Santa Teresa Gap Year Experience

“That if every Non-Indigenous person, just simply, within the everyday power that you have, in your work place. With the regular authority that you have, with the everyday resources that you have ,just simply turn your mind occasionally to what you could do with that for the benefit of Indigenous Australians and do that just once a year and that would be a movement of 20 odd million people which I’m sure over a decade would result in a situation or circumstance that I can’t possibly imagine for that small 500,000 fellow Australians…” (c) Professor Michael McDaniel.
As the first Galen student to have spent a gap year in Ltyentye Apurte, N.T, I would love to share my experience with the staff, students and affiliates of Galen College.
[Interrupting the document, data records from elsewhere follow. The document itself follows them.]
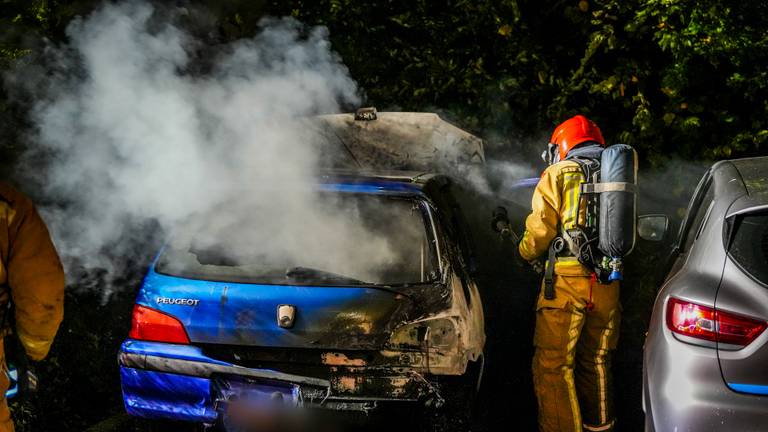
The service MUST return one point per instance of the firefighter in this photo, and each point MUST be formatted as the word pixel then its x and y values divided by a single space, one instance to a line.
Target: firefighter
pixel 31 276
pixel 577 316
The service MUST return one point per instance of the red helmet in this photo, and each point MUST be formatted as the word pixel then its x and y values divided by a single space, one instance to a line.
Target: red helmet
pixel 573 132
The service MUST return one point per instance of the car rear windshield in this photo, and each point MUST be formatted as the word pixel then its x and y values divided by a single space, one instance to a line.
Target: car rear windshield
pixel 340 239
pixel 750 245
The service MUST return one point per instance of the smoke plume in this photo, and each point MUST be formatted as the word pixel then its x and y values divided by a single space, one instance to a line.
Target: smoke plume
pixel 129 141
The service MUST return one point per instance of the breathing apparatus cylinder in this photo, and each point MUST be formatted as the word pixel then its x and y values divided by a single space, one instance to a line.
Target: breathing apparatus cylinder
pixel 618 205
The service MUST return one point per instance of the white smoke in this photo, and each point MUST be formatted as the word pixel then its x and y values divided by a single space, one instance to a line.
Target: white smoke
pixel 126 134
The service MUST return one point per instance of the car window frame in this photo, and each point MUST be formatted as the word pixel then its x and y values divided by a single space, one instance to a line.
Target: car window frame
pixel 736 222
pixel 427 210
pixel 694 207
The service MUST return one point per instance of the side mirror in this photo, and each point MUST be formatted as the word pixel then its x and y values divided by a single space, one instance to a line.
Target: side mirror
pixel 652 227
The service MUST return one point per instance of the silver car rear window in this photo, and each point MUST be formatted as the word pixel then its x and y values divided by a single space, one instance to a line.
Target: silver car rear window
pixel 749 247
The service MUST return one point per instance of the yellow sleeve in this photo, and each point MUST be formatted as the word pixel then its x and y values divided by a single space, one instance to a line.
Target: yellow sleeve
pixel 36 281
pixel 542 224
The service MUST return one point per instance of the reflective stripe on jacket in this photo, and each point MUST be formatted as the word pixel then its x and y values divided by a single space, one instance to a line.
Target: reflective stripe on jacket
pixel 555 207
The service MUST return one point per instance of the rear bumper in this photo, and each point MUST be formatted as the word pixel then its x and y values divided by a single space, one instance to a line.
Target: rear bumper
pixel 683 389
pixel 166 381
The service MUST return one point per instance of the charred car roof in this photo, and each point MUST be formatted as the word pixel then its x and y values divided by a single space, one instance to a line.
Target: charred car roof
pixel 385 181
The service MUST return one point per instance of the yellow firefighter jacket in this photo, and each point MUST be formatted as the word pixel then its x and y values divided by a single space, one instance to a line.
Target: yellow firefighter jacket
pixel 30 272
pixel 555 208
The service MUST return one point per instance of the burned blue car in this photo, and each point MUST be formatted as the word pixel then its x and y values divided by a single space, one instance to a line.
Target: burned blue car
pixel 396 319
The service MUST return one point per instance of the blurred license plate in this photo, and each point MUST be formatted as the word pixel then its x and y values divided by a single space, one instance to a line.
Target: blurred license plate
pixel 235 394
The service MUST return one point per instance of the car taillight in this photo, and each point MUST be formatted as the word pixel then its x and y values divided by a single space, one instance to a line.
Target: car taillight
pixel 703 322
pixel 152 325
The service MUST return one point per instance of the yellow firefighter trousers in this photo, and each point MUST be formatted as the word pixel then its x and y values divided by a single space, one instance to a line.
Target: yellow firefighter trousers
pixel 572 364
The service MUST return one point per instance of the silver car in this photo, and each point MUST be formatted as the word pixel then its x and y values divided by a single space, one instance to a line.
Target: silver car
pixel 705 364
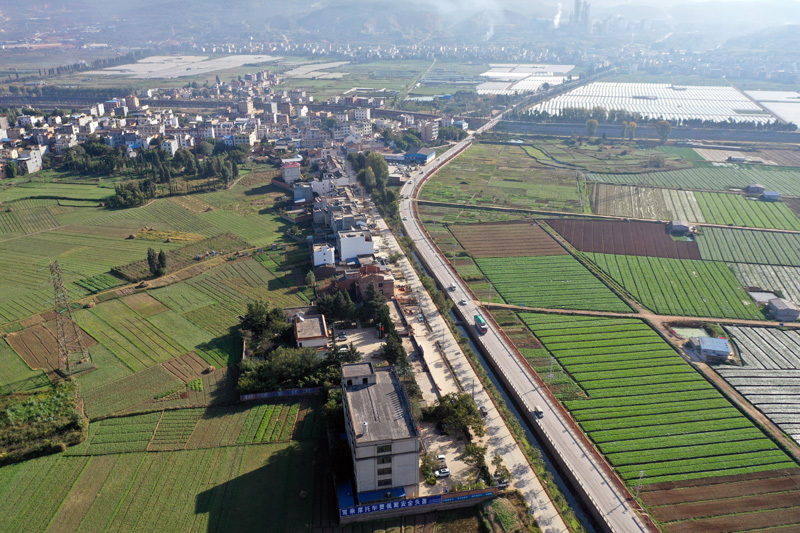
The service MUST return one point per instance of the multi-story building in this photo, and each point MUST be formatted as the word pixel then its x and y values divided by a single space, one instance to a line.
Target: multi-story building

My journey towards becoming a part of the Ltyentye Apurte community began at Galen, during 2008. My passion for Aboriginal reconciliation stemmed from the opportunities Galen offered and my interest in politics, especially in regards to the handling of the intervention. Combined with my sense of justice and a desire to create positive change in the world, I felt compelled to question why things are the way they are. It is how we choose to express our faith and integrity that determines the influence we have on each other and the global community.
For me, spending 6 months in a remote Indigenous community was one way I could pursue my interest in aboriginal culture, as well as getting to travel to various parts of the N.T.  Having been involved in a number of volunteer projects at school, such as Soup Van and regular youth masses, I felt as though I found the perfect way to spend my GAP Year, which would allow me to call upon the social skills I had learned through extra-curricular experiences.
Living in a remote Indigenous community is not without its challenges. It is never easy living in another culture, especially one so different from your own.The hardest thing I have found is accepting the fact that one person cannot change and remove the difficulties that entangle today’s current indigenous Australians.I chose the quote at the beginning of this article because it is a summation of how we can work together to bring unity and reso- lution to black and white Australia. We must work together and learn from each other, as well as past mistakes, in order to create a better future for our country. Change will not happen over night. Change will not happen next year, or the year after. It is a long process of healing that takes generations. I have begun to understand this and am finding that patience is essential for healing to take place.
Following on from the previous paragraph, it has been difficult for me to witness the potential of youth here not being put to practise, or at least the potential that I see in them. The students I tutor are incredibly intelligent, contrary to what many believe, and encouraging them to pursue their own aspirations hasn’t been easy due to cultural factors. Indigenous Australians don’t see the value of education in the same way as westernised
Australians do.
[We’re still here now, and our old people have the accumulation of 40,000 years of knowledge. We must be valued for [the] contributions we make to this society on our own terms and on our own points of view because we’re not exotic and romantic or remnants of people. We’re here and now and we’re just human beings with a different culture and history.  Participant, HREOC Indigenous Youth Forum, August 1999]
Having lived here since July 2011, my values and beliefs have changed dramatically. The people of this community have taught me more than I thought they could, and I am forever grateful for the impact they have had on my own outlook on life. I discovered that success lies not in having the most well-paid job or being the most intellectual student.  Success lies in your ability to learn and grow, whilst fulfilling your dreams and helping others realise their dreams.
If I could offer advice to current VCE students of Galen College, I would encourage you to keep your options open and pursue what you enjoy. Your life does not end once you have finished year 12. Your ATAR score may be an indication of your efforts in school but it is not a measure of how successful you are and what you can achieve after school; you have your whole life ahead of you.
And for those who return from such immersion trips as Santa Teresa: don’t let the experience become just another fun holiday.  Listen to the communities you become involved in and learn from them; they want to share their stories with you.